Dr. László Pósán (born 20 September 1965) is a Hungarian historian, politician, member of the National Assembly (MP) for Debrecen (Hajdú-Bihar County Constituency I then II) from 1998 to 2026.

==Biography==
He finished Krúdy Gyula Secondary School at Nyíregyháza in 1984. In 1990 he graduated from Kossuth Lajos University of Debrecen as a teacher of Hungarian language, literature and history. From 1990 he was an assistant lecturer and from 1996 a lecturer of the Institute of History and the Department of Middle Ages and Early Modern Age History at Kossuth Lajos University of Debrecen. He was one of the editors of the journal Debreceni Szemle ("Debrecen Review") from 1993 to 1998. He received a Ph.D. degree in 2000 and became an associate professor. Since 1992 he has been the secretary of Ady Academy Foundation and since 1998, secretary of the Apáczai Foundation.
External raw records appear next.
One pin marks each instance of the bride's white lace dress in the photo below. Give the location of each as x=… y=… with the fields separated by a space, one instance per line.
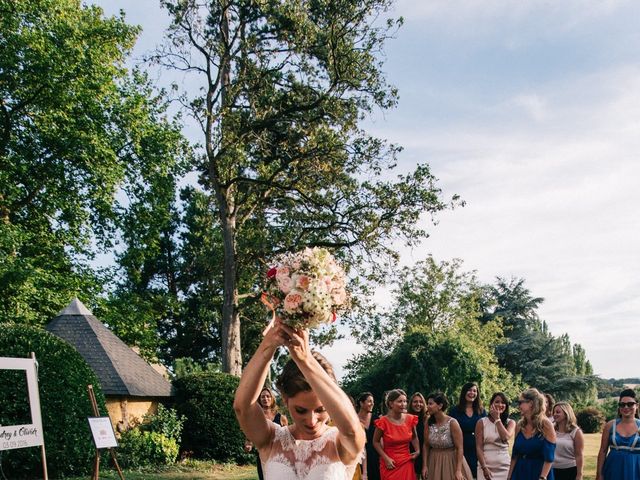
x=291 y=459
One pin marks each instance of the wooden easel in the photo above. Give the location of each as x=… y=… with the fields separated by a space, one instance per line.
x=43 y=452
x=96 y=463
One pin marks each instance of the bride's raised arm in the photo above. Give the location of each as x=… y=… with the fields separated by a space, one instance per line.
x=351 y=436
x=252 y=420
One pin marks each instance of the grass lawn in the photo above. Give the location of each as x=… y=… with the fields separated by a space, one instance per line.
x=191 y=471
x=212 y=471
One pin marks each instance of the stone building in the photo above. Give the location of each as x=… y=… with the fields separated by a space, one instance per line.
x=132 y=387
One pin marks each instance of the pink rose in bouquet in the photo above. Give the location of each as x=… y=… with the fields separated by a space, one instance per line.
x=306 y=289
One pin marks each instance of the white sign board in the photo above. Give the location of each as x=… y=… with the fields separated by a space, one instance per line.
x=28 y=435
x=102 y=432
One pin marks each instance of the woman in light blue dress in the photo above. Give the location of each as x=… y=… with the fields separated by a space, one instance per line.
x=621 y=437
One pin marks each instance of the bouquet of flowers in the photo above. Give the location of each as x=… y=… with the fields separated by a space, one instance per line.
x=306 y=289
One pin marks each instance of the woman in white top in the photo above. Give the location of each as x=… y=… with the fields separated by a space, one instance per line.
x=309 y=448
x=569 y=458
x=493 y=433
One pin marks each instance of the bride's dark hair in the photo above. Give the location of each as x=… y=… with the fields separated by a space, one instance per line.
x=291 y=381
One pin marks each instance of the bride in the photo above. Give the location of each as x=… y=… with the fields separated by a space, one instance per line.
x=309 y=448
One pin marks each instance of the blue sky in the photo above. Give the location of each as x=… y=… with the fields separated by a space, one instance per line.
x=530 y=111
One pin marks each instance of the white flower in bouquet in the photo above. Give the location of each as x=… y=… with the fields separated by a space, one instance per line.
x=306 y=289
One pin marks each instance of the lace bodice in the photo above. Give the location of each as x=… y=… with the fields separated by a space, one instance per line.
x=317 y=459
x=440 y=435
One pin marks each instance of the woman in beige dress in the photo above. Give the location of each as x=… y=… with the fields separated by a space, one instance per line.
x=493 y=433
x=443 y=457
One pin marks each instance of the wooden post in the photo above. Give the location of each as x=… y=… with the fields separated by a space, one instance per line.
x=96 y=466
x=43 y=452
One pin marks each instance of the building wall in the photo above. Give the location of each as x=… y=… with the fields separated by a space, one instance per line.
x=126 y=412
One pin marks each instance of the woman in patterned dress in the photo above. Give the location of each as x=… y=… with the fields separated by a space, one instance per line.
x=621 y=438
x=443 y=457
x=309 y=448
x=418 y=407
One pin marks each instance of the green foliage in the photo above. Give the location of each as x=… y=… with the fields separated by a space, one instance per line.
x=548 y=363
x=165 y=421
x=590 y=420
x=438 y=344
x=78 y=135
x=138 y=448
x=285 y=161
x=63 y=378
x=187 y=366
x=211 y=430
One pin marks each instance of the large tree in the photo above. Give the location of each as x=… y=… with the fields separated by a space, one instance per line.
x=278 y=90
x=75 y=126
x=544 y=361
x=431 y=337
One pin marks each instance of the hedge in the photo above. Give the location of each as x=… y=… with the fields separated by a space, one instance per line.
x=211 y=430
x=590 y=420
x=63 y=376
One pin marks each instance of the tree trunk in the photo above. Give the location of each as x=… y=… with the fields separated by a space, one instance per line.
x=231 y=347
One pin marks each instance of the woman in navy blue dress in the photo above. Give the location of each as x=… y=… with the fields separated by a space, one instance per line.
x=467 y=413
x=535 y=441
x=621 y=437
x=418 y=407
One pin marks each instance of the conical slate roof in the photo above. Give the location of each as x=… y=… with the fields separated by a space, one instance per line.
x=121 y=371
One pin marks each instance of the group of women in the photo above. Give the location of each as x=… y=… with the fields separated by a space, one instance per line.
x=417 y=437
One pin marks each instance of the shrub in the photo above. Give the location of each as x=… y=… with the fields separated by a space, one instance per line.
x=63 y=376
x=590 y=420
x=211 y=430
x=138 y=448
x=165 y=421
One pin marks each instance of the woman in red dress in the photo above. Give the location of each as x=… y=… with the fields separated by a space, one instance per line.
x=396 y=430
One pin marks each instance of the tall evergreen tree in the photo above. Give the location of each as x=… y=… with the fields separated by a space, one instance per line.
x=281 y=89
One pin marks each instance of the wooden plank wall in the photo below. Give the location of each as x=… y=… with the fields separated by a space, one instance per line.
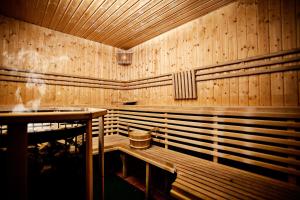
x=239 y=30
x=24 y=46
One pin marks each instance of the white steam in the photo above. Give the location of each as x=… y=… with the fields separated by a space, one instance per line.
x=37 y=63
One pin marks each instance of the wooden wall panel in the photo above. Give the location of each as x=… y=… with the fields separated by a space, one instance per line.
x=30 y=47
x=242 y=29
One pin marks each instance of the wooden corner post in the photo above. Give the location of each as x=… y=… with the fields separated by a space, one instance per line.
x=101 y=155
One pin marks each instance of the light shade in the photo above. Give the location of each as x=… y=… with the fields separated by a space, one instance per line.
x=124 y=57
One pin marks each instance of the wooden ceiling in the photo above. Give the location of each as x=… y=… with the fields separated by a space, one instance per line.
x=119 y=23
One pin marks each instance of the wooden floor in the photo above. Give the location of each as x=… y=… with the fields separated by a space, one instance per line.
x=199 y=178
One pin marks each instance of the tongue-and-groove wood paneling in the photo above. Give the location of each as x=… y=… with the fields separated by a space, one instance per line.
x=119 y=23
x=29 y=47
x=239 y=30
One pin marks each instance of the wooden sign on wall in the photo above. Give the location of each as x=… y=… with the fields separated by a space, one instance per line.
x=184 y=85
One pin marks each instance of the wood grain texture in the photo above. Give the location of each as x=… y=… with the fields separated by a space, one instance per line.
x=32 y=48
x=241 y=29
x=120 y=23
His area of interest for teaching and research is the military history of the Middle Ages in Europe, especially Medieval Prussia, crusades, Teutonic Order and their role in the Kingdom of Hungary.

He joined Fidesz in 1992. He has headed the Debrecen local branch of the party since 1997. In the course of the development of the organisational structure of Fidesz-Hungarian Civic Union in 2003 he was charged with heading of his constituency, Debrecen I. He was elected MP for Debrecen in the parliamentary election in 1998. From 1998 to 2002 he worked for the Foreign Affairs Committee and he was deputy member of the Hungarian delegation to NATO Parliamentary Assembly. He was re-elected as an MP in the first round of the elections on 7 April 2002. He secured a seat in Parliament in the 2006 general election. He was elected member of the Committee on Education and Science on 30 May 2006. He defended his mandate during the 2010 parliamentary election and became Vice Chairman of the Committee on Education, Science and Research on 14 May 2010. He was also appointed a member of the Committee on Health Affairs and later Committee on Audit Office and Budget. He was the Chairman of the Committee on Culture from 2018 to 2026.

He was replaced as individual candidate for Debrecen by the Fidesz presidium for the 2026 Hungarian parliamentary election. Although his name appeared in his party's national list, he did not secure a mandate.

==Personal life==
He is married. His wife is Annamária Pósánné Rácz. They have a daughter, Zsuzsanna.